Он точно попал и в без того взорванное сердце, партийный журналист и ворошиловский стрелок, родной сын Черной вдовы.
На джайляу
Читая главы моего романа — воспоминания, кое — кто о писательской жизни может составить несколько искаженное и даже ложное представление. Мол, что ни праздник у пресловутых тружеников пера, то бутылка. Весело, де, живут. А вот тут-то как раз нет даже и крупинки правды. Работаем мы, как волы, месяцами и годами, встречаемся в своем кругу довольно редко. Если уж честно говорить, то вся наша жизнь — сплошная каторга, бесконечная пытка реализацией непростых замыслов и одиночеством.
Известной отдушиной для нас являлись редкие Дни литературы, когда мы позволяли себе расслабиться и от души попировать в своем кругу. И Алма — Ата не стала для нас исключением в то далекое время. А было это в начале семидесятых прошлого века. Господи, как давно!
Вчера собрались в столице Казахстана, а сегодня уже кочевали по степи на комфортном автобусе. В нашей группе было всего шесть человек. А направлялись мы в Семиречье, где, как сказали нам, должен состояться большой праздник животноводов и где найдется место и нам. Наш маршрут: Талды — курган, Сарканд и джайляу — летние пастбища почти на самой китайской границе.
Рядом со мной мучился с похмелья московский писатель Юрий Казаков. Всю ночь он квасил со своим другом и тезкой Домбровским, а сейчас, бледный и помятый, распустив полные губы, угрюмо молчал. А впереди у него мерно покачивалась в кресле Лидия Либединская, тоже известная москвичка. Я знал, что она еще в Москве приставлена к Казакову, чтобы не давать ему возможности мимоходом хватить лишнюю рюмку. Первую блистательную победу она уже одержала: Домбровского определили в другую писательскую бригаду.
Слева от шоссе — беспощадно выжженная солнцем степь Сары — Арка, справа — зеленые отроги главного хребта Заилийского Ала — тау. А что там чернеет впереди прямо у дороги?

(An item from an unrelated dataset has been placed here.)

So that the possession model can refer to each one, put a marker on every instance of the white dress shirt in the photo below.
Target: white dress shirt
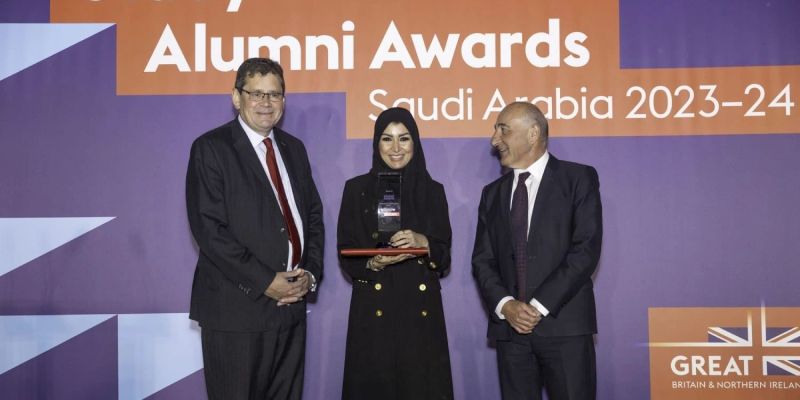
(257, 141)
(536, 171)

Оказывается, мраморный памятник на могиле Чокана Валиханова, известного путешественника и одного из последних прямых потомков великого Чингис — хана. Это был выдающийся исследователь Азии, ученик самого Григория Потанина, офицер русской службы. Его трудами поныне пользуются географы и биологи, почвоведы и метеорологи. Он был универсальным ученым, к тому же отважным разведчиком российского Генерального штаба.
За Чокана не грех и выпить. Казаков плотоядно облизал белые губы и стал пристально вглядываться в войлочную юрту, пристроившуюся на пригорке рядом с памятником. А не ларек ли это? И нельзя ли отовариться здесь хотя бы стаканом водки?
Почему же нельзя? Для гостей всё можно. И заиграла на озарившем юрту свету, и призывно забулькала спасительная жидкость, да не водка, а настоящий армянский коньяк.
Либединская осуждающе наблюдала, с какой необузданной жадностью пил Казаков. А он сокрушенным, невинным взглядом как бы извинялся перед ней: да это же за храброго и умного Чокана, почти что за самого Чингиз — хана. Из уважения к хозяевам. Разве нельзя?
Договорились, что на сегодня Юрий Павлович должен завязать с потреблением любых доз спиртного. Таково было требование широкой общественности. Но где она, эта самая общественность? А везде, где мы будем останавливаться для дежурных литературных выступлений.
— Я всё понял, — он виновато развел руками, не желая больше обижать почтеннейшую Лидию Борисовну.
Инцидент вроде бы был исчерпан до дна и мы поехали дальше. Сопровождавшие нас два молодых казаха заливисто пели на родном языке грустные песни, обращенные к прекрасной Мириам. Тут же тексты переводились на русский, и мы приветствовали исполнителей дружными хлопками.